Hannes Frederic Sowa <han...@stressinduktion.org> writes:

> On 18.05.2016 01:12, Eric W. Biederman wrote:
>> 
>> While reviewing the filesystems that set FS_USERNS_MOUNT I spotted the
>> bpf filesystem.  Looking at the code I saw a broken usage of mount_ns
>> with current->nsproxy->mnt_ns. As the code does not acquire a reference
>> to the mount namespace it can not possibly be correct to store the mount
>> namespace on the superblock as it does.
>> 
>> Replace mount_ns with mount_nodev so that each mount of the bpf
>> filesystem returns a distinct instance, and the code is not utterly
>> broken.
>> 
>> Fixes: b2197755b263 ("bpf: add support for persistent maps/progs")
>> Signed-off-by: "Eric W. Biederman" <ebied...@xmission.com>
>> ---
>> 
>> No one should care about this change, as userspace typically only mounts
>> things once and does not depend on things in one mount do not showing up
>> in another.  Can someone who actually uses the bpf filesystem please
>> verify this.
>> 
>> This needs to be fixed as the existing code is broken beyond words that
>> I know how to express.
>
> The idea is to have the bpf filesystem as a singeleton per mnt-namespace
> to prevent endless instances being created and kernel resources being
> hogged by pinning them to hard to discover bpf mounts.

There is no method in the kernel to support a singleton per mount
namespace.  Mount propagation ruins that idea, and in most recent
distros mount propgation is enabled by default (it is something you can
opt out of later but not opt into later).

In general convention is a much better defense against endless
instances.

Having just fought a similar fight with devpts (because things went
horribly wrong) you are much better off with telling people to be careful
how to use things rather than not letting people use things wrong.
Especially if we are still at the "the idea is" stage rather than a
stage where changing this will actually break deployed implementations.

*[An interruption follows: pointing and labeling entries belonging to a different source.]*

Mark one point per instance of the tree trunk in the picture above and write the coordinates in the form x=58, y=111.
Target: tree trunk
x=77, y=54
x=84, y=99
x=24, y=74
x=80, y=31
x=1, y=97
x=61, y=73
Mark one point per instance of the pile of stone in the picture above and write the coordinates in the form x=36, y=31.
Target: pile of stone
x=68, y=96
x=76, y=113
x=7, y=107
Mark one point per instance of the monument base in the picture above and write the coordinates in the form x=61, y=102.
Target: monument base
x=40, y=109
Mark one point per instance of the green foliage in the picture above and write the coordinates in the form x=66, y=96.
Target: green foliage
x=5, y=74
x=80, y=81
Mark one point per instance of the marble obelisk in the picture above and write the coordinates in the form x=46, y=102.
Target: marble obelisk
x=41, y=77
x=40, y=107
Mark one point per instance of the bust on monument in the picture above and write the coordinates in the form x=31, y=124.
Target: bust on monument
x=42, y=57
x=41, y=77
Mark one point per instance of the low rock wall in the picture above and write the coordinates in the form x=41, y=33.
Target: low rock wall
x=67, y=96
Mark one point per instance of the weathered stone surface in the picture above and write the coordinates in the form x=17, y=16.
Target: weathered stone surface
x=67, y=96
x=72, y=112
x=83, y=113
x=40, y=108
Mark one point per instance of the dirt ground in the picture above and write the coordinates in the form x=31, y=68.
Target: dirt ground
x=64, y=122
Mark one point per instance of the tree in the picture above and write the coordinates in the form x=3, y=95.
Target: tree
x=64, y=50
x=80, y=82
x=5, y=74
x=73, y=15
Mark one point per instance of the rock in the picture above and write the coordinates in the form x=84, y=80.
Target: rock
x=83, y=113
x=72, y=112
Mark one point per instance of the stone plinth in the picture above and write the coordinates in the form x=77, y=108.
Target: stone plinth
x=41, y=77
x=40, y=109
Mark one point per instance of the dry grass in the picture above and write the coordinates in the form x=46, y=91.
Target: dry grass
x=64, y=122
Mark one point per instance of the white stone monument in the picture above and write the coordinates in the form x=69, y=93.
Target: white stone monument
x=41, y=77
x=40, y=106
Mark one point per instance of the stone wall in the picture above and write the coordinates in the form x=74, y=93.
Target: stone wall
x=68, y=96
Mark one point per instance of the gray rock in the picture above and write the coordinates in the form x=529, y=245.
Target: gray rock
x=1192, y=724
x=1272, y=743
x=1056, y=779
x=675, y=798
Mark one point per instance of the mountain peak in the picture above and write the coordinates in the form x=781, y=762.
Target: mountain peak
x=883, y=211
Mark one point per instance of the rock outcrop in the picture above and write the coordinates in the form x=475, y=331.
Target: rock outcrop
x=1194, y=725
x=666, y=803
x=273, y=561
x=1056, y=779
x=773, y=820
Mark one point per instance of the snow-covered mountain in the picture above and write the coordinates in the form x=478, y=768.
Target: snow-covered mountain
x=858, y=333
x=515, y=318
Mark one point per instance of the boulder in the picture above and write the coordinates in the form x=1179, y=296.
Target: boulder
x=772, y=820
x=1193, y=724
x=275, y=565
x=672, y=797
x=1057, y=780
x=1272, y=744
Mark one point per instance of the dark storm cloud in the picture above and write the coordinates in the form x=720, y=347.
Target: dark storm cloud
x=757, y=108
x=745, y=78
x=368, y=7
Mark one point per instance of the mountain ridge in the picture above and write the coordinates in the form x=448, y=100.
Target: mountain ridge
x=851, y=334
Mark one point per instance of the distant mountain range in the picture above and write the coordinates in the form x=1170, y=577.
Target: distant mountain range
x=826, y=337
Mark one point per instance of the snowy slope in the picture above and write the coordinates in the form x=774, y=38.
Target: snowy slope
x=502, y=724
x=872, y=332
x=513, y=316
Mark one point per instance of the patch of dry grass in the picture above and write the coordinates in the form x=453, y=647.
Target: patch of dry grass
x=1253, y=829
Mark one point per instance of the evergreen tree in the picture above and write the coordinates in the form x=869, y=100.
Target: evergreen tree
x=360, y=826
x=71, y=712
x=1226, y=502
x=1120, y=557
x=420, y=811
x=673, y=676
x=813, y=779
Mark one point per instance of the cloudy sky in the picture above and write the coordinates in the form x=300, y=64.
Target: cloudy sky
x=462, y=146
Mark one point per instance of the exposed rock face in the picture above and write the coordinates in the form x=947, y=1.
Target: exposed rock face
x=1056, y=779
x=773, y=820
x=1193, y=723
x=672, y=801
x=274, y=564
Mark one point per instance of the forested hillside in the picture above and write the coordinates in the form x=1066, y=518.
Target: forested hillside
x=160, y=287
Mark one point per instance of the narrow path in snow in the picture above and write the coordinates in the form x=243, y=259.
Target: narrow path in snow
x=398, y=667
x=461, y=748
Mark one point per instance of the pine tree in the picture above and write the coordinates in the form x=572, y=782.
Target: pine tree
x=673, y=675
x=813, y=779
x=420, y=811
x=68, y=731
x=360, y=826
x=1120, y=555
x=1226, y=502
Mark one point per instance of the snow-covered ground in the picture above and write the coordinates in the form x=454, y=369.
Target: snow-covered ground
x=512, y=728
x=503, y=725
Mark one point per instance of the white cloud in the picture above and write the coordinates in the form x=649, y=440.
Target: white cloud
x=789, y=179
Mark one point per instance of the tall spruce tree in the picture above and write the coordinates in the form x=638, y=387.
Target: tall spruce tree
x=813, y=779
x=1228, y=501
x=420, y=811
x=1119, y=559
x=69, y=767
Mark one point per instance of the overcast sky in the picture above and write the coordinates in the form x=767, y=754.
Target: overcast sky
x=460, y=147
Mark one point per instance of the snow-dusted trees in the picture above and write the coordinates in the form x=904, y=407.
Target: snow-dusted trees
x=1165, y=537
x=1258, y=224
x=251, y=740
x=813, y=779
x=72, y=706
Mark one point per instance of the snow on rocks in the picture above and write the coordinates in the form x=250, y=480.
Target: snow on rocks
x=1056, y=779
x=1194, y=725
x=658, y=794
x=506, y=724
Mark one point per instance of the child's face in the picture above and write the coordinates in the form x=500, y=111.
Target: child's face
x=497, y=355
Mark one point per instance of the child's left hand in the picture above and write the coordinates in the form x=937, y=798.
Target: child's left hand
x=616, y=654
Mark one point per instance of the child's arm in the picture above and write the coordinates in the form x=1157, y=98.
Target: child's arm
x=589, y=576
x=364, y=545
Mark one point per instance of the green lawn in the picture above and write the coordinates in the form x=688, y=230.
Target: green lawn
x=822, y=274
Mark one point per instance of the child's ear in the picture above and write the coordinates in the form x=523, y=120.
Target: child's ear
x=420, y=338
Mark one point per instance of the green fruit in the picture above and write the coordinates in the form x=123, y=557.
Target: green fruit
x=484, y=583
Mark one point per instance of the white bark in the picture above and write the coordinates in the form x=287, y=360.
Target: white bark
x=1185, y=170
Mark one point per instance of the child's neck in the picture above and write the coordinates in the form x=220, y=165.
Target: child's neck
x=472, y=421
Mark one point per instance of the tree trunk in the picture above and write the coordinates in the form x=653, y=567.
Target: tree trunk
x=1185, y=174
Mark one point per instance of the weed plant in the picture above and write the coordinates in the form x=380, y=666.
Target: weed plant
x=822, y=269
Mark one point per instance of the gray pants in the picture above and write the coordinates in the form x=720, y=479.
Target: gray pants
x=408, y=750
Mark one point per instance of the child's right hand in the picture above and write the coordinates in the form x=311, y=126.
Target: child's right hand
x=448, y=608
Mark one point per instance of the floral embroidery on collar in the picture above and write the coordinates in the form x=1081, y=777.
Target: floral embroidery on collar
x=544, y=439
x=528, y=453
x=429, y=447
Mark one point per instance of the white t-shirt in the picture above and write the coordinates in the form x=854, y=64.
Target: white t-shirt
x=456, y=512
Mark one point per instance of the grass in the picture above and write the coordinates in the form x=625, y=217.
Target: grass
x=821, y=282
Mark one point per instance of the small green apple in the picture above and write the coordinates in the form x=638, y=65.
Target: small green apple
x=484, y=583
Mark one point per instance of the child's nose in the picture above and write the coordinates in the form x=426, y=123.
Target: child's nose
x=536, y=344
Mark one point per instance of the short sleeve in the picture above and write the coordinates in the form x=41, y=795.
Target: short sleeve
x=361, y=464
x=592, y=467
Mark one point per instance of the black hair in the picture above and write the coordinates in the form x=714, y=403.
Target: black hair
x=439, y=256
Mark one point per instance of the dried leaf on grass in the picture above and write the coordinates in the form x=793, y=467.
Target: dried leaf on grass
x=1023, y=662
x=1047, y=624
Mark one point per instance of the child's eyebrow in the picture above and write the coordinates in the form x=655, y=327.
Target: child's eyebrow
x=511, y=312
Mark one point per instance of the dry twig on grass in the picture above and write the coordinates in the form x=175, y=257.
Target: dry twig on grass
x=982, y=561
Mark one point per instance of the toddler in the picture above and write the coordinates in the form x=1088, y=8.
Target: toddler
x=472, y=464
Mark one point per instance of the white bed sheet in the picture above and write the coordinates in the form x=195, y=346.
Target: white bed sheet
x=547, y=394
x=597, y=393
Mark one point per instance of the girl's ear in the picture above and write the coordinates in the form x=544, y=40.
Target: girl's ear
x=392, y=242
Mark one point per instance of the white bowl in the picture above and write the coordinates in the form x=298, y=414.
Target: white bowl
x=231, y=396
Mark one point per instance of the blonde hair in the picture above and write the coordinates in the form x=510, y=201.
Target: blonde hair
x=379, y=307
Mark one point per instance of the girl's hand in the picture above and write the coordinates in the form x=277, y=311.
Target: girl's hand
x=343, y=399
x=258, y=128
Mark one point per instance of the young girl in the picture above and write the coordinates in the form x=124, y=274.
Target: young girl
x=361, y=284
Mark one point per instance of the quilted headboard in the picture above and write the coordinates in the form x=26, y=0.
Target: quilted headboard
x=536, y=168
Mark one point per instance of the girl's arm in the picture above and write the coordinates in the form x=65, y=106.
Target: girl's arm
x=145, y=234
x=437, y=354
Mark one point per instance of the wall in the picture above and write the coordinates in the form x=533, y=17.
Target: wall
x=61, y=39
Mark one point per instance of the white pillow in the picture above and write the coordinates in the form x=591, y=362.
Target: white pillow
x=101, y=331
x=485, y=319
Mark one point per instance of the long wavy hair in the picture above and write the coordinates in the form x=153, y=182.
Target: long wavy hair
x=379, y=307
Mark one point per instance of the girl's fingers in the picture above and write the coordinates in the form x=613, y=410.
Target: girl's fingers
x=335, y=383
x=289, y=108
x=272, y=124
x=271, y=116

> Do you see any problem with adding appropriate reference counts?

Honestly my head hurts thinking about it.  Technically reference counts
would fix one aspect of it, but the whole situation really sucks.

Especially in a world of mount propgation where these mounts propgate
between mount namespaces, and where people choose to share or not on a
different criteria besides the mount namespace, attempting a one fs per
mount namespace policy is just bizarre bordering on completely broken.
Even if implemented correctly.

Filesystems do not know and should not care about the mount namespace
they are implemented it.  These are and should remain independent
concenpts and your implementation and attempted semantics violate that
horribly and I can't see a way to achieve what you were trying to
achieve.  The VFS just doesn't work that way.